接收一个函数,按照相同的key进行reduce操作,类似于scala的reduce的操作

例如RDD {(1, 2), (3, 4), (3, 6)}进行reduce

val rdd: RDD[(Int, Int)] = sc.parallelize(List((1,2),(3,4),(3,6)))
val rdd2: RDD[(Int, Int)] = rdd.reduceByKey((x,y)=>{println("one:"+x+"two:"+y);x+y})
rdd2.collect.foreach(println)

再举例

单词计数

sample.txt中的内容如下

aa bb cc aa aa aa dd dd ee ee ee ee 
ff aa bb zks
ee kks
ee  zz zks

scala版本

val rdd: RDD[String] = sc.textFile("in/sample.txt")
rdd.flatMap(_.split("\\s+")).map((_,1)).reduceByKey(_+_).foreach(println)

java版本

import org.apache.spark.SparkConf;
import org.apache.spark.api.java.JavaPairRDD;
import org.apache.spark.api.java.JavaRDD;
import org.apache.spark.api.java.JavaSparkContext;
import org.apache.spark.api.java.function.*;
import scala.Tuple2;

import java.util.ArrayList;
import java.util.Iterator;
import java.util.List;


public class RddJava {

    public static void main(String[] args) {
        SparkConf conf = new SparkConf().setAppName("RddJava").setMaster("local[1]");
        JavaSparkContext sc = new JavaSparkContext(conf);
        JavaRDD<String> javaRDD = sc.textFile("in/sample.txt");

        PairFlatMapFunction<String, String, Integer> pairFlatMapFunction = new PairFlatMapFunction<String, String, Integer>(){
            @Override
            public Iterator<Tuple2<String, Integer>> call(String s) throws Exception {
                String[] split = s.split("\\s+");
                ArrayList<Tuple2<String, Integer>> list = new ArrayList<>();
                for (String str : split) {
                    Tuple2<String, Integer> tuple2 = new Tuple2<>(str, 1);
                    list.add(tuple2);
                }
                return list.iterator();
            }
        };

        Function2<Integer, Integer, Integer> function2 = new Function2<Integer, Integer, Integer>() {
            @Override
            public Integer call(Integer v1, Integer v2) throws Exception {
                return v1 + v2;
            }
        };

        JavaPairRDD<String, Integer> javaPairRDD = javaRDD.flatMapToPair(pairFlatMapFunction).reduceByKey(function2);

        List<Tuple2<String, Integer>> collect = javaPairRDD.collect();

        for (Tuple2<String, Integer> tuple2 : collect) {
            System.out.println(tuple2);
        }


    }
}

foldByKey

def foldByKey(zeroValue: V)(func: (V, V) => V): RDD[(K, V)]
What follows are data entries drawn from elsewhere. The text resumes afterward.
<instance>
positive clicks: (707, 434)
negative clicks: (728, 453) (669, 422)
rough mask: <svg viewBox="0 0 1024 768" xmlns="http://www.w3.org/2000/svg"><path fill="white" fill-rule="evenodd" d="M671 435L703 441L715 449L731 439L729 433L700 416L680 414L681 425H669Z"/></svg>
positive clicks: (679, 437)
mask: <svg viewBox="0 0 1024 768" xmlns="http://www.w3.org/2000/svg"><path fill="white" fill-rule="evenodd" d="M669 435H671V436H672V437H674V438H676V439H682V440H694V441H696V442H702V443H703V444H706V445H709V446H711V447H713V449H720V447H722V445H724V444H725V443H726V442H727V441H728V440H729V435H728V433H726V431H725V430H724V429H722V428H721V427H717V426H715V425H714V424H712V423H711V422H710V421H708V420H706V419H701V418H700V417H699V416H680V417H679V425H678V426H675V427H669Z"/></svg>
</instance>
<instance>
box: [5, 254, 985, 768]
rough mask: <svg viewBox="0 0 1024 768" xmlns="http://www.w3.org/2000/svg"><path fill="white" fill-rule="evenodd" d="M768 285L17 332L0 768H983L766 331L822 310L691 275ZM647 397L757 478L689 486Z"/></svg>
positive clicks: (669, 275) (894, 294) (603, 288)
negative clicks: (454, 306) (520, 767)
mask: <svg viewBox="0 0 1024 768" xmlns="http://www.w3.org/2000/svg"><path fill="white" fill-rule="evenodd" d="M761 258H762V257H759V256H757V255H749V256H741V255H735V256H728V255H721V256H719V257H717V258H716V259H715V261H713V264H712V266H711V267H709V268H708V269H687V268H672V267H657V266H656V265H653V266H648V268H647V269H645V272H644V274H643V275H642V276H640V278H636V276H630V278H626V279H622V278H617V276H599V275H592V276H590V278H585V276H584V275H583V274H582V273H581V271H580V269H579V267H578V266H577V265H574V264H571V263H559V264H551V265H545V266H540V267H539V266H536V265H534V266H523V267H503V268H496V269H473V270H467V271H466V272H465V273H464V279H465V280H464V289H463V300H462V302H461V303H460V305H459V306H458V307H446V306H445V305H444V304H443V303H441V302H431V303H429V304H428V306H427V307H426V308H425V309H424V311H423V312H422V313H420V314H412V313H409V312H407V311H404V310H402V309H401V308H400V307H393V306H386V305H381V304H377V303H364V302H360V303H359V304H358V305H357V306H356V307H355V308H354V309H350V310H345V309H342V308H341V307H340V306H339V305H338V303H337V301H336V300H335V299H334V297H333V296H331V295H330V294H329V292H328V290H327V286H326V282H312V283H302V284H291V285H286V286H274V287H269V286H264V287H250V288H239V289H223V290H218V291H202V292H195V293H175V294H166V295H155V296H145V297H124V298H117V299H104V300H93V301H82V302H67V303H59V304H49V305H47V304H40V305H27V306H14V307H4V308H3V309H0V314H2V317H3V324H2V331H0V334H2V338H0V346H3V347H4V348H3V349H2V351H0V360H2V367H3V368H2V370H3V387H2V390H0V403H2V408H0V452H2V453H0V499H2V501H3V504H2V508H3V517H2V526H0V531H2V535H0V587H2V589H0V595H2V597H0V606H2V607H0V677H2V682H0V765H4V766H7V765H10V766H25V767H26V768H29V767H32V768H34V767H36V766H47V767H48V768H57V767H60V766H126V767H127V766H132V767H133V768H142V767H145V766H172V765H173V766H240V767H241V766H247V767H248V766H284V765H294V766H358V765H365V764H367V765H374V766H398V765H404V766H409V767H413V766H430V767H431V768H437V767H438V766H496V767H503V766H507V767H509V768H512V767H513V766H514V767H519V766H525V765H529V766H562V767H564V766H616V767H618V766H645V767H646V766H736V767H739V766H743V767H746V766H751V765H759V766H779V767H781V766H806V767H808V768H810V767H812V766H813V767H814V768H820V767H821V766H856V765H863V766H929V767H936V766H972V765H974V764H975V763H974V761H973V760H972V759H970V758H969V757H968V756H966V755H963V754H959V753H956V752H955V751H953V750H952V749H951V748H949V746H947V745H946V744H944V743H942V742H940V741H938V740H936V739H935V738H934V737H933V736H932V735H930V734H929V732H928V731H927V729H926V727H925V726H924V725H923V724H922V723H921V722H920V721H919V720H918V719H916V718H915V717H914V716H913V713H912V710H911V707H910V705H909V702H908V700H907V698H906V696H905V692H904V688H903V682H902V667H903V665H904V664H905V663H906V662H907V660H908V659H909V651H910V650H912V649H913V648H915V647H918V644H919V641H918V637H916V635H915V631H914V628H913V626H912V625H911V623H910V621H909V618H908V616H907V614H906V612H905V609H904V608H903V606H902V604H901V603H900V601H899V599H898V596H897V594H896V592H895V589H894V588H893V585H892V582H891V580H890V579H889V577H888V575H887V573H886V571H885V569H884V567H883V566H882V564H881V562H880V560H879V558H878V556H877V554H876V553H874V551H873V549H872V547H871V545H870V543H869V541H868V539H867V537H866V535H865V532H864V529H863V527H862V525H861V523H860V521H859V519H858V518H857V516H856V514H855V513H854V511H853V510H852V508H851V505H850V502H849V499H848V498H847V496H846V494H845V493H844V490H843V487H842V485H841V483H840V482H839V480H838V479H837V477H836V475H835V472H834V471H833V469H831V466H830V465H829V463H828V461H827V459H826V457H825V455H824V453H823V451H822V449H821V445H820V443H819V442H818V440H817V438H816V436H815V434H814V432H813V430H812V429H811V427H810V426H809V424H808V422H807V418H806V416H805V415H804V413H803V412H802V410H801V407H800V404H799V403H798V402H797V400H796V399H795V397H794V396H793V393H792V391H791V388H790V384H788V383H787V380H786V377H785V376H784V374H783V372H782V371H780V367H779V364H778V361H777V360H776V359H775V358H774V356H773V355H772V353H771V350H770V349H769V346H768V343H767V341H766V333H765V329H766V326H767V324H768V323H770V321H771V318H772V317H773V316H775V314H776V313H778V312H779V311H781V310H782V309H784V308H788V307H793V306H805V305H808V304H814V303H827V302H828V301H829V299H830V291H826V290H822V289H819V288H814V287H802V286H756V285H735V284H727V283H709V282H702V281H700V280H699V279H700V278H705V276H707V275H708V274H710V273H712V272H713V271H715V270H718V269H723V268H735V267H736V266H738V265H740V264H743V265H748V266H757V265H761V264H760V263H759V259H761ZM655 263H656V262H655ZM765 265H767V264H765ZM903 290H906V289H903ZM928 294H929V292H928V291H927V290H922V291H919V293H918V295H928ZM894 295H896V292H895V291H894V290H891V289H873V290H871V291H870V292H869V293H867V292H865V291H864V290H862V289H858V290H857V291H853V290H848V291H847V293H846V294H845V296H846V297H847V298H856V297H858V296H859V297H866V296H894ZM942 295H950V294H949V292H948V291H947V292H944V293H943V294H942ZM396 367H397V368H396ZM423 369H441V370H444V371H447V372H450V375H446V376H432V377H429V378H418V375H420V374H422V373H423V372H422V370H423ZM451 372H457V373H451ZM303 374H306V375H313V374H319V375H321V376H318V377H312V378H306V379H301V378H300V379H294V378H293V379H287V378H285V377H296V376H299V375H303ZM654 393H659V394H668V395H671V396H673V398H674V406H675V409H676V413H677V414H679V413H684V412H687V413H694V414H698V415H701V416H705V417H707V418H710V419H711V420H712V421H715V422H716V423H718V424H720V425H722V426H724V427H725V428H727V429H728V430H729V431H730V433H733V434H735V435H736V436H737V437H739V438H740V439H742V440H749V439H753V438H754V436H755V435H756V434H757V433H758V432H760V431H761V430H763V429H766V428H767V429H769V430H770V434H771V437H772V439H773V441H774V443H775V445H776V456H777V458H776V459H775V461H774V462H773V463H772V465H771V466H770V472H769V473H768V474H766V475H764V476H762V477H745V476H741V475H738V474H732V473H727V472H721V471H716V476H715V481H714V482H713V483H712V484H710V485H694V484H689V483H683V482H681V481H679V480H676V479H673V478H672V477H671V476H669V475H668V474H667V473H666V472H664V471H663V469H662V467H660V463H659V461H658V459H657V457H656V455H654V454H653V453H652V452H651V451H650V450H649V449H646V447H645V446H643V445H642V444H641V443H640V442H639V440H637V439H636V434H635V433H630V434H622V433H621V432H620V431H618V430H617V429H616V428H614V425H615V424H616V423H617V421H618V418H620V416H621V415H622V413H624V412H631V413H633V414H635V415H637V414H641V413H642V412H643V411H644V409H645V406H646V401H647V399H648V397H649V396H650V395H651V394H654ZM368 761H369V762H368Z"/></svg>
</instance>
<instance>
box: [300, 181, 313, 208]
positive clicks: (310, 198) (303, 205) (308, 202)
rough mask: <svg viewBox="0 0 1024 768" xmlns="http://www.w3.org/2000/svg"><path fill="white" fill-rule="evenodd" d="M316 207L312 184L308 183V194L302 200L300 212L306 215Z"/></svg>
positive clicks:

def foldByKey(zeroValue: V, numPartitions: Int)(func: (V, V) => V): RDD[(K, V)]

def foldByKey(zeroValue: V, partitioner: Partitioner)(func: (V, V) => V): RDD[(K, V)]

该函数用于RDD[K,V]根据K将V做折叠、合并处理,其中的参数zeroValue表示先根据映射函数将zeroValue应用于V,进行初始化V,再将映射函数应用于初始化后的V.
foldByKey可以参考我之前的scala的fold的介绍

与reduce不同的是 foldByKey开始折叠的第一个元素不是集合中的第一个元素,而是传入的一个元素
参考LXW的博客 scala的例子

val rdd: RDD[(String, Int)] = sc.parallelize(List(("a",2),("a",3),("b",3)))
rdd.foldByKey(0)((x,y)=>{println("one:"+x+"two:"+y);x+y}).collect.foreach(println)

SortByKey

  def sortByKey(ascending : scala.Boolean = { /* compiled code */ }, numPartitions : scala.Int = { /* compiled code */ }) : org.apache.spark.rdd.RDD[scala.Tuple2[K, V]] = { /* compiled code */ }

SortByKey用于对pairRDD按照key进行排序,第一个参数可以设置true或者false,默认是true

scala例子

val rdd: RDD[(Int, Int)] = sc.parallelize(Array((3, 4),(1, 2),(4,4),(2,5), (6,5), (5, 6)))
rdd.sortByKey().collect.foreach(println)

groupByKey

def groupByKey(): RDD[(K, Iterable[V])]

def groupByKey(numPartitions: Int): RDD[(K, Iterable[V])]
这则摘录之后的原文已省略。